What I find disingenuous about this posting is that no credit is given to either new high efficiency air source heat pumps or ground source heat pump technology. Its strikes me as nothing more than a hollow marketing campaign for the gas association. It is also disingenuous because it leaves the average reader thinking natural gas is the way to go which MAY or MAY NOT be true. It might be true when natural gas prices are low, installation costs are cheap and in a location that dictates the type of system that can be used.

However, we should agree to REVISIT this cost structure in 5 years from now. Natural gas could doubling in the next 5 years. Electricity rates could increase 50% in 5 years but I think a more realistic value might be around 15-20%. Of course the average homeowner doesn’t understand the relationships between the two do they?

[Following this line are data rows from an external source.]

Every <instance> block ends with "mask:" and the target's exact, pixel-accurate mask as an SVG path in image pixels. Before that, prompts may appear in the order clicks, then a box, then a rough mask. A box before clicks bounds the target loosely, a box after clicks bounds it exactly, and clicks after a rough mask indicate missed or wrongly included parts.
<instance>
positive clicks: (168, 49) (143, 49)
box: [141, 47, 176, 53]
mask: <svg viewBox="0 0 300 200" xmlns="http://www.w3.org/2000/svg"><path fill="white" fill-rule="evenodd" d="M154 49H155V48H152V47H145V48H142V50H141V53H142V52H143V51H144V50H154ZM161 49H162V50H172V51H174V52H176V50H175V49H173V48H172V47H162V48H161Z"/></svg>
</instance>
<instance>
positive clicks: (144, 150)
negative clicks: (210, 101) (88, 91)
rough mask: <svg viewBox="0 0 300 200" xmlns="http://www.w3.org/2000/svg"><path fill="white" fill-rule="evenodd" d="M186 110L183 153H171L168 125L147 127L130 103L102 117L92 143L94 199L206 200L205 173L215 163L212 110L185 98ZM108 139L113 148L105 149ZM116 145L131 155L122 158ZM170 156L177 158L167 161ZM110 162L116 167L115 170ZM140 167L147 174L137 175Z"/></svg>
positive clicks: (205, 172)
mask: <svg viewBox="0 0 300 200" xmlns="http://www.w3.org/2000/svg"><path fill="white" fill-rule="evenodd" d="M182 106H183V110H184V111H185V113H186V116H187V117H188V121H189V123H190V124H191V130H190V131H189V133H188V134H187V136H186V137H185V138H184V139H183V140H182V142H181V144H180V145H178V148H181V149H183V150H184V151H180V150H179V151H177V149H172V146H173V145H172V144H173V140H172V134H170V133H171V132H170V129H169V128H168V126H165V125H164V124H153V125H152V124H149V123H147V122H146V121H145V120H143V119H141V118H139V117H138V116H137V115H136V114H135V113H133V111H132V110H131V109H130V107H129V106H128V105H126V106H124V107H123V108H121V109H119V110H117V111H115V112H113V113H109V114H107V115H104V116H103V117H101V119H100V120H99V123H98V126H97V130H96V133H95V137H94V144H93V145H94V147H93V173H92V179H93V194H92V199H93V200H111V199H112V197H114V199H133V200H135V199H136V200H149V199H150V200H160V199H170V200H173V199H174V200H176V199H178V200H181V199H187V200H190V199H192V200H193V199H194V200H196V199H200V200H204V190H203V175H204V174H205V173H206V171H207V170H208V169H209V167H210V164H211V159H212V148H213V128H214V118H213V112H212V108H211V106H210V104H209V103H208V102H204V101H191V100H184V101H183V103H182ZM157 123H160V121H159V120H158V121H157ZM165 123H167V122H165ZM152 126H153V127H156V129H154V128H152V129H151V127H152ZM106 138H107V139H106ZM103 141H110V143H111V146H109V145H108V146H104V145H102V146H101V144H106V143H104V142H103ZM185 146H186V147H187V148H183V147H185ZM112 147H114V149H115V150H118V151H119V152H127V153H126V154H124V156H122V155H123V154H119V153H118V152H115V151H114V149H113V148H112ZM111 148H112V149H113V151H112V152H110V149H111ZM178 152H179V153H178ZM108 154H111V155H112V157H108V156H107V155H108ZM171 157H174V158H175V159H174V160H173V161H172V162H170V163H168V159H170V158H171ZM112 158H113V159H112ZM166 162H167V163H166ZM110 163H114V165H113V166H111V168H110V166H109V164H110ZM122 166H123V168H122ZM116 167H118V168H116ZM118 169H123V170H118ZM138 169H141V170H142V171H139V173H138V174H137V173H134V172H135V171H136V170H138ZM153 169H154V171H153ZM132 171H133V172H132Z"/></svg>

I have had heat pumps on my personal residences for the last 30 years. Most of that time in California and Arizona where winter temperatures are mild with only a few days in the low 20’s F. Heating my 1700 ft. sq. home has NEVER required more than 1.0 hour of operation from my 42,000 BTU heat pump to make my home comfortable. That takes about 3 kWh of electricity at $.12/kW hour. On an average winter day it cost me $.36 to heat my home to a comfortable level or about $10.80 per month. A natural gas service to my location including local taxes, delivery charges, metering charges and minimum monthly service fees with zero cubic feet used would cost more than the cost of the electricity to run my heat pump. The moral of this story is DEPENDING on where and how heat pumps are used they can beat the pants off natural gas or any other fossil fueled device for that matter.

Have a great day.   

p.s. Almost forgot to add something about heat pump water heaters.  A whole home heat pump heating system can also heat your dometic hot water.  No need for a seperate system.